Hi,
I have over 150+ UF and they all behave the same. splunkd CPU usage is about 5% but every hour it spikes, up to 50-60%. This has been going on for many months. I have AIX and Linux UF and they all behave the same.
If I do a fresh install, it doesn't do that. But over time, the spike starts to happen. Recently, to test, I upgraded two AIX UF from version 6.5.2 to 7.0.2.
On one, I wiped out the entire install folder, basically started from scratch. There is no more spike on this one (but only a matter of time before it does it again).

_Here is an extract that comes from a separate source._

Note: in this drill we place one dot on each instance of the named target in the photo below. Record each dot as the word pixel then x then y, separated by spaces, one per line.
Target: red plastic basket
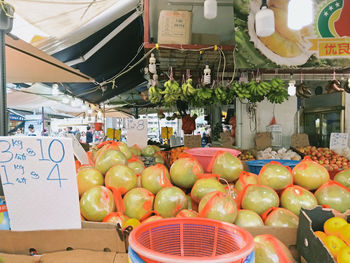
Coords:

On another, I simply upgraded over the existing install. The spike remained the same.
Something in splunkd is using more CPU over time, every hour. I would like to know what it is so I can possibly disable/play with it. splunkd CPU usage on my servers needs to be as low as possible.
Are people using UF on AIX and Linux seeing this too?
Below: UF that I wiped clean before reinstalling. We can see the spikes stoping after fresh install.
Below: UF that I simply upgraded. Spikes remains.
You are likely seeing a spike in I/O and CPU from the fishbucket snapshot every hour, can you check $SPLUNK_HOME/var/lib/splunk/_fishbucket , in particular I believe it's the directory:
$SPLUNK_HOME/var/lib/splunk/_fishbucket/splunk_private_db/snapshot
That you should see the timestamp on changing every hour, see it if matches the timing of the spikes.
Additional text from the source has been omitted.